A 1000-hour EEG-EMG-audio dataset of Japanese speech production
This dataset provides a large-scale, open resource for speech-related EEG research, though it is limited to three speakers and Japanese language.
The authors present a 1020-hour multimodal dataset of EEG, facial EMG, and audio from three Japanese speakers during overt speech, validated through spectral and ERP analyses. The dataset is publicly released in BIDS format to support speech decoding and broader EEG research.

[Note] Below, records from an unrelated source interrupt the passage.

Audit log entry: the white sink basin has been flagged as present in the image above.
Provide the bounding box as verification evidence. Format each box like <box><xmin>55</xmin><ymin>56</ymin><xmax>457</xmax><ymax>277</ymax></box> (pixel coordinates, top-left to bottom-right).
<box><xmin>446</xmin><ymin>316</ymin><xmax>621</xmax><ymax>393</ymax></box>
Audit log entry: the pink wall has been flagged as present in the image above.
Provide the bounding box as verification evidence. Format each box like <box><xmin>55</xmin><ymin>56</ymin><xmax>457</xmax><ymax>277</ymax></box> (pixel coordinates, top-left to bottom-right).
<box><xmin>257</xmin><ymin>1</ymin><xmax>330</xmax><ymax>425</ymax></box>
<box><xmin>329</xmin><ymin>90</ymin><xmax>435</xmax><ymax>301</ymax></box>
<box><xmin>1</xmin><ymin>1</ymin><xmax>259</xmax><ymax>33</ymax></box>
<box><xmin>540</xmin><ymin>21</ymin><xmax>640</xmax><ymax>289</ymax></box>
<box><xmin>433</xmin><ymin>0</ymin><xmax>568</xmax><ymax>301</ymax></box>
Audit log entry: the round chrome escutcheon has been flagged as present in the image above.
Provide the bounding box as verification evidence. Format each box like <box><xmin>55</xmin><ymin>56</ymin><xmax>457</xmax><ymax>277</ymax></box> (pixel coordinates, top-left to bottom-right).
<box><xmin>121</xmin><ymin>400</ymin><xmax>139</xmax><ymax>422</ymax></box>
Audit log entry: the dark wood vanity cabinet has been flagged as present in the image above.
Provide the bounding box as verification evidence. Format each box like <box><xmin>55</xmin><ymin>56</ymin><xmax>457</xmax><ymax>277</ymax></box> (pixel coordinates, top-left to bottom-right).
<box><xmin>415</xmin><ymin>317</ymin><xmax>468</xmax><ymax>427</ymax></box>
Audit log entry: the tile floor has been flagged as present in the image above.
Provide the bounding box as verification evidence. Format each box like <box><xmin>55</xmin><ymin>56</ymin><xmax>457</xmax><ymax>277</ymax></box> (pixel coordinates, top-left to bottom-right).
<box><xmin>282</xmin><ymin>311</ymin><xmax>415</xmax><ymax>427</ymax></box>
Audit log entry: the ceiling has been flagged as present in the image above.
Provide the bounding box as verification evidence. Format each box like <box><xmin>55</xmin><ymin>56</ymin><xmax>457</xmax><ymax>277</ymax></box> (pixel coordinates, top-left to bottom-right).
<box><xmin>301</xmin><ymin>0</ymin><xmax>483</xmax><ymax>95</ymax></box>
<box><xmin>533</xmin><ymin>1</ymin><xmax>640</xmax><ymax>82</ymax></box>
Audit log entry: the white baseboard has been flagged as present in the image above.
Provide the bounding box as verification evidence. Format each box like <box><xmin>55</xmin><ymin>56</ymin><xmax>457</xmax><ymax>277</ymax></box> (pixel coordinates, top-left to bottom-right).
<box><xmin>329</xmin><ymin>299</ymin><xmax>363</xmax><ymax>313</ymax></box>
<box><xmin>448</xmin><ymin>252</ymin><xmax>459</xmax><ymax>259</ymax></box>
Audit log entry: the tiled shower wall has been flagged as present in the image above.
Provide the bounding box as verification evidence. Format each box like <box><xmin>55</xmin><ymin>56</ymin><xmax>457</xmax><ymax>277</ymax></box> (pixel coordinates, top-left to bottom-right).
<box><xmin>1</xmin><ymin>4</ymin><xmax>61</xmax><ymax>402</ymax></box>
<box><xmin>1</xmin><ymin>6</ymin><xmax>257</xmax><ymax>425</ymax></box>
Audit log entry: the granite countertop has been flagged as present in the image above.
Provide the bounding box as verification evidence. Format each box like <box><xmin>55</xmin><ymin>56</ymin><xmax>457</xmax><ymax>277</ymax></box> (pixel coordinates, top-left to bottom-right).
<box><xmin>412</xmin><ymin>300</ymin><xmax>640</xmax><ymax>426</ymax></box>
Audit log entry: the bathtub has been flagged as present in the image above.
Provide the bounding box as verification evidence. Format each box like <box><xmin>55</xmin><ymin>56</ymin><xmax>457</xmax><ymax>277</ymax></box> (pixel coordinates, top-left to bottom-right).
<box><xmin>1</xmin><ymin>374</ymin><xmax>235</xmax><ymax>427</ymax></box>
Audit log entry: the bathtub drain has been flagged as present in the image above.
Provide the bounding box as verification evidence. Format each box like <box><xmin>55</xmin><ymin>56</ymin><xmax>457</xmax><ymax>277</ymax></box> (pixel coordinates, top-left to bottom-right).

We present a multimodal dataset of 1020 hours of simultaneously recorded scalp electroencephalography (EEG), facial electromyography (EMG), and speech audio from three healthy native Japanese speakers during open-vocabulary overt speech. Recordings were acquired with three EEG systems-an ultra-high-density system (g.Pangolin) and two cap-type systems (g.SCARABEO and eegosports), spanning 62-128 channels-across many sessions over several months. Each session provides time-synchronized EEG, facial EMG, and audio, together with speech-event annotations and transcriptions. Although collected with speech decoding as a primary motivation, the dataset also supports work on multimodal signal processing, artifact modeling, longitudinal and cross-device adaptation, and EEG representation learning. Technical validation included power spectral density and event-related potential analyses across participants, devices, and tasks, which showed the expected 1/f spectral profile, task-related alpha-band attenuation, and time-locked evoked responses. The dataset is released in Brain Imaging Data Structure (BIDS) format via OpenNeuro under a CC0 waiver to support both speech-related and broader EEG research.